BLACKkKLANSMAN is based on a memoir by Ron Stalworth and African American police officer who went undercover in the Ku Klux Klan. Photo credit: WolfGang. 

By Marc Torres

Last month, BlacKkKlansman hit theaters. It was directed by Spike Lee and written by him, Charlie Wachtel, David Rabinowitz, and Kevin Willmott. The film was based on the memoir Black Klansman by Ron Stallworth.

In this retelling of Stallworth’s true story we follow Ron Stallworth, the only black cop in Colorado Springs’ Police Department in the 70s, as he tries to infiltrate the Ku Klux Klan.

The film stars John David Washington as Stallworth, Adam Driver as Flip Zimmerman, Laura Harrier as Patrice, and Topher Grace as David Duke.

The film is fast-paced and shows Stallworth getting the job as a policeman, being forced into the evidence room for being a black cop, and then moving up the ranks with his crazy idea of infiltrating the Ku Klux Klan.

So, how does a black cop infiltrate the Ku Klux Klan exactly? Well, he uses the phone to do his part in talking to them to set himself up to go undercover, and then uses a white cop (Adam Driver) to help him meet up with the klan physically and dig up dirt from inside the organization. Sounds like a weird combination, but works perfectly.

Something interesting the film does is play with the idea that voices can have a race. In the film David Duke (Topher Grace) is convinced that Ron Stallworth is the purest white American because of the way he talks, unbeknownst to him Ron Stallworth is the only black cop in the Colorado Springs’ Police Department. The film plays with this idea over and over on the scenes where Ron Stallworth must take a phone call or make one to the Ku Klux Klan to become a member, or go over details of a meeting with them. Since Adam Driver’s character does the physical part of meeting with the Klan, David Duke never realises what’s going on until the very end.

The movie is hilarious, but the jokes are thought provoking. Race is an important issue in the film that’s explored and it’s all very relevant to what’s going on today.

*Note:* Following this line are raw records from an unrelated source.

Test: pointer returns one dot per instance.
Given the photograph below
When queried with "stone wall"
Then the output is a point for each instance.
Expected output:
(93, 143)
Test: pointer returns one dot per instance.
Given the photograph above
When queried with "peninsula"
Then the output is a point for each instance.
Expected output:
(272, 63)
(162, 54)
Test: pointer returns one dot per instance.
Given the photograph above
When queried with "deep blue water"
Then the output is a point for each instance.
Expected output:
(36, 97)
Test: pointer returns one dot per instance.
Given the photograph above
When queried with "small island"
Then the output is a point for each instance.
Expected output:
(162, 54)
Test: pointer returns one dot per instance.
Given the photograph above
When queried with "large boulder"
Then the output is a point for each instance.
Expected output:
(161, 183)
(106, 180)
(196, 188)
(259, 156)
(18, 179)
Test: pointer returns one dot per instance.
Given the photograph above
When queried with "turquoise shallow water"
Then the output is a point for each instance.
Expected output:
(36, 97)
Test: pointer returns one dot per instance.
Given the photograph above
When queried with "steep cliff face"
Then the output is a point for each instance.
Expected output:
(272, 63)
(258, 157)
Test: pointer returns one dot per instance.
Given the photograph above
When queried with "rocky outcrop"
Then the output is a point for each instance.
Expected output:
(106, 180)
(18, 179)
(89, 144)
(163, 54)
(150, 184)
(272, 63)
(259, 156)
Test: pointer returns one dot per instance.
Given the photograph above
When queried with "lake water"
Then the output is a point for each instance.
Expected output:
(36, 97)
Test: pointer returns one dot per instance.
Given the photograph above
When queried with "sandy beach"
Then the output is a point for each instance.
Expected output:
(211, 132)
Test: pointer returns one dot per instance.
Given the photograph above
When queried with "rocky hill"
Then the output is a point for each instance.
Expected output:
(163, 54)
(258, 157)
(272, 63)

Spike Lee does a great job of giving us lots of symbols and things to think about, but you can’t get it all with one watch. You have to see this film multiple times to really understand some of the images Lee gives us, and to pick up on things that you will definitely not see the first time.

For example, in one scene a huge group of Klansmen are watching The Birth of a Nation, a film which portrays black men as sexually aggressive and unintelligent while portraying the Ku Klux Klan as heroic. The Klan in that scene get fired up and Lee is showing us the power of films, and how images specifically can make an impact on people. He also shows us in that scene that that film reenergized the Klan at one point in history and breathed new life into them. Of course there’s so much more to unpack, but that’s just a small taste of things.

The film feels fresh and actually does feel really relevant, even though it’s set in the 70s. Lee also gives us his signature dolly shot towards the end of the movie, which is one of the shots I was waiting for in the theater the whole time. It’s a classic Spike Lee move, and can be seen in all the films he’s done.

Topher Grace as David Duke is perfect. His character is kind of oblivious to everything around him. He’s ignorant, and Stallworth takes advantage of that by befriending him to get into the organization. Throughout the film, their relationship develops quickly and David Duke ends up loving Stallworth (until he finds out who Stallworth really is).

At the end of the film, Lee closes it all out by including footage from the 2017 Unite The Right Rally, David Duke giving a speech, counter-protesters, the car attack which killed Heather Heyer, and Trump’s comments about the rally. He also memorializes the car attack victim at the end. Lee gives us all of this stuff to show that these types of people are still alive today, and that everything in the film is still relevant. I guess I could say that was my only complaint about the film, that Lee pushed the idea that the things that were happening in the film are still relevant today. He didn’t have to push that idea so hard since we can all see that from the dialogue coming from the characters and the story or images themselves, but other than that the film is great.

Everyone should see this movie. Not only it is powerful and relevant, but it’s also hilarious, action-packed, and overall entertaining.